As an analogy – it’s like when you go to learn guitar and they insist on teaching you jingle bells, just 5 notes on two strings at too-slow a pace. And they insist this is beginner stuff and learning this is fundamental to all the cool stuff you’ll get to do later and then you quit guitar lessons. The best way to teach people is to teach them what they want to learn and then work backwards into the fundamentals. Let them have fun just because you should let them have fun but also because that’s what keeps them coming back and doing the work and building the habit.

If I could do it again, which I can, I’d say basically listen we’re gonna do all the smart, correct stuff a little bit later and I’ll explain why it’s smart and correct and why you need to be doing it but first let’s just take a day and bro out doing bench press and deadlifts. Lots of rest between sets, lots of form correction, but ultimately just work up to doing a set to failure.

And, this could be good for some clients, changing what failure means to them. Because it’s so different for us, we happy few who have been fitnessing years. A beginner might feel like I’m here to lift weights and here’s this weight I can’t lift, this reflects on me, I am a failure. Whereas for us it’s such a joyful thing, the way it reflects on our character to be failing a lift is that it makes us stronger, it’s shows our grit, it shows courage and control. It’s so great to get into that failing state and think this is the part that matters and then fight to stay there as long as possible.

As I’m writing this, and drinking coffee, I’m getting amped up. I could go do some failure sets right now. Just get on the bench and push weight up until you get that first sticky one (because, for anyone who hasn’t done it, the middle of an exercise is the toughest part. So you start the rep, go through molasses, then finish strong and lower under control) and you know the next one is going to be it. You get into that sticky spot and it’s just nope. Like god came and put their hands on the weights and they are not rising. Then you just stay there. And you’re pushing with everything you have just to make them stay still and you gotta even fight your own mind that’s giving you little bursts of fear as your body digs into adrenal reserves just so you can keep fighting this impossible battle. Against god.

Then another couple breaths and you lower them onto your chest and sit up. And you do a big exhale, you smile, you tell god good game, good game. You feel like you really did something and now it’s okay to rest.

Fitspo

No idea who this random guy is or who took this photo, I saw it because it comes up if you’re searching for ‘men’s tank top fashion’, but man this is so exactly how I aspire to look.

Except the glasses, I guess, and maybe the gold chain but even that’s kind of winning me over.

But really if I was going to pick someone to be my Fitspo idol (I should explain that Fitspo is a jokey internet term for Fitness Inspiration) I’ve discovered it’s Marlon Brando in Street Car:

Tank top tucked in again… still can’t imagine doing that. I can’t imagine tucking any shirt really unless I’m wearing a suit.

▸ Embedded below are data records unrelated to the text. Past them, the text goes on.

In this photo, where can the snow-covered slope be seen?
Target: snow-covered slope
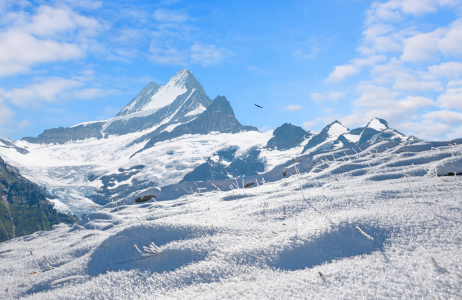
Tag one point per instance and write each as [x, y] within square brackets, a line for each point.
[166, 135]
[351, 226]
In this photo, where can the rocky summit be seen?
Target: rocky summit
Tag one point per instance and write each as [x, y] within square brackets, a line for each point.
[164, 139]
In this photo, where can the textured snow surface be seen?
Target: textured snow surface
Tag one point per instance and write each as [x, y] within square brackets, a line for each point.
[336, 130]
[65, 168]
[169, 92]
[352, 137]
[356, 232]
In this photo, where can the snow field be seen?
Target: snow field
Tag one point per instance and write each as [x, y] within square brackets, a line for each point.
[358, 235]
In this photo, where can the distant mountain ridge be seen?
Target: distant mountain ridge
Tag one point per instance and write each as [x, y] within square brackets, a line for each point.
[24, 208]
[167, 135]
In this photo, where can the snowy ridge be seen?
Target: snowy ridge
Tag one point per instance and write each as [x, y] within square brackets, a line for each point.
[350, 226]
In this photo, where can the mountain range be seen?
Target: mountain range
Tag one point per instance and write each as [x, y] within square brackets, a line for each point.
[164, 137]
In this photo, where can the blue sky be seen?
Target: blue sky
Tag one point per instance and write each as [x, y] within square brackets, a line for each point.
[306, 62]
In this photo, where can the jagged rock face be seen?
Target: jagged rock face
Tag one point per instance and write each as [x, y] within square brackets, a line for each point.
[287, 136]
[23, 206]
[9, 144]
[219, 116]
[61, 135]
[141, 100]
[372, 130]
[178, 101]
[326, 137]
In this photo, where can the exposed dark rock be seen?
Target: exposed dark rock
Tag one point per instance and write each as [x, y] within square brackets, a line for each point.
[23, 206]
[62, 135]
[9, 144]
[219, 116]
[319, 138]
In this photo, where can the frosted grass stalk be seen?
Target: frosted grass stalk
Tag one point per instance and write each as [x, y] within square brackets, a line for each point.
[35, 261]
[6, 291]
[411, 188]
[298, 175]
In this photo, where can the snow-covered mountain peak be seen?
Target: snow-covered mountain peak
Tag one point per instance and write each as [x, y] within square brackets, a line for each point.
[154, 97]
[335, 129]
[377, 124]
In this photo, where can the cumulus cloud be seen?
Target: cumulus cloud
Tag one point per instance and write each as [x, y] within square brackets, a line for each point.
[446, 116]
[207, 55]
[414, 79]
[292, 108]
[450, 70]
[342, 72]
[169, 16]
[6, 114]
[47, 91]
[167, 56]
[452, 98]
[334, 96]
[51, 90]
[42, 38]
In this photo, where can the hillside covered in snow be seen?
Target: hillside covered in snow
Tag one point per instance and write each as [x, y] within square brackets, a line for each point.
[167, 136]
[381, 223]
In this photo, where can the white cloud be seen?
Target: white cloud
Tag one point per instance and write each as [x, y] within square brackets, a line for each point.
[43, 38]
[451, 43]
[19, 51]
[91, 93]
[292, 108]
[47, 91]
[24, 124]
[167, 56]
[449, 70]
[334, 96]
[169, 16]
[313, 53]
[85, 4]
[318, 97]
[421, 47]
[342, 72]
[51, 90]
[445, 116]
[6, 114]
[264, 129]
[207, 55]
[452, 98]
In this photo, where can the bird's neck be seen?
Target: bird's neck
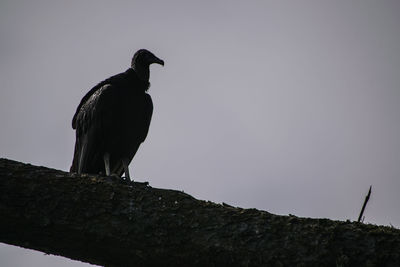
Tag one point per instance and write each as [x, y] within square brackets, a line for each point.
[142, 72]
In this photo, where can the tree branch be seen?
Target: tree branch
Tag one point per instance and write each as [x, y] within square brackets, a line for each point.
[105, 221]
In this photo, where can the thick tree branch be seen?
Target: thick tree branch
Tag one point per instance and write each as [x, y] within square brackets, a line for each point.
[105, 221]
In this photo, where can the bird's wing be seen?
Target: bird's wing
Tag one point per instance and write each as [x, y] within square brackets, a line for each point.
[92, 91]
[90, 121]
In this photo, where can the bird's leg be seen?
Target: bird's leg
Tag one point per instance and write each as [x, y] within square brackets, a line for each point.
[106, 158]
[125, 163]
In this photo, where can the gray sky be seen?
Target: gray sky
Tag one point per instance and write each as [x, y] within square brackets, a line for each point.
[285, 106]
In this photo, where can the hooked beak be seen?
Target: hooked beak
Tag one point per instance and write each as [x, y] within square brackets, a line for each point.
[159, 61]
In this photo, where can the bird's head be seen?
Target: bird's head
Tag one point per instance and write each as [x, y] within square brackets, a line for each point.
[143, 58]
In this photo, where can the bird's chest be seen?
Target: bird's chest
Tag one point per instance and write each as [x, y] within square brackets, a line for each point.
[129, 110]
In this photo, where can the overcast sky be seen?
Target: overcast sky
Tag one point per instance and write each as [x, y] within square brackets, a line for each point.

But yeah when I saw this photo (on that same google search just looking at photos of guys in tank tops to see how I might accessorize when I wear one – and yes it’s embarrassing to type that) I was instantly struck by it. Like, if I were still a teenager I’d be walking around for a week wondering if I was gay because of this photo.

And after seeing this photo was when I was like oh god, I thought I was doing fashion but I’m actually doing Fitspo! I’m susceptible to Fitspo and must die. Which is how I react to absolutely everything I think typical people do. I google-image-search tattoos and fashion and most of the photos I see are from pinterest but the idea that I would ever go on pinterest is like the idea I’d ever shit on a dinner plate.

But after looking at Brando I looked at a bunch of modern celebrities shirtless photos and typical Fitspo stuff and was never impressed. So I think a big part of it is just that it’s Brando in Streetcar and it’s got massive classic cool vibes. And I was thinking he must simply have, by genetics, the perfect shoulder-to-hip ratio or something like that but the all-knowing internet couldn’t tell him Brando’s measurements at time of filming.

And that’s the story of how I enjoyed looking at pictures and then thought for a week about how I enjoyed looking at pictures.

Exercise Can Cause Depression Too

On every list of how to improve your sleep, health, skin, mental illness, whatever, you will always see ‘moderate exercise’.

What’s moderate? It’s the amount where it doesn’t feel like you really did anything. I was working out moderately for a while – about 45 minutes, 5 days a week. And it felt great so I did more of it. Soon it was 90 minutes a day, 6 days a week. Then it was time to start running season again and recently I wound up exercising for 3 hours at a time.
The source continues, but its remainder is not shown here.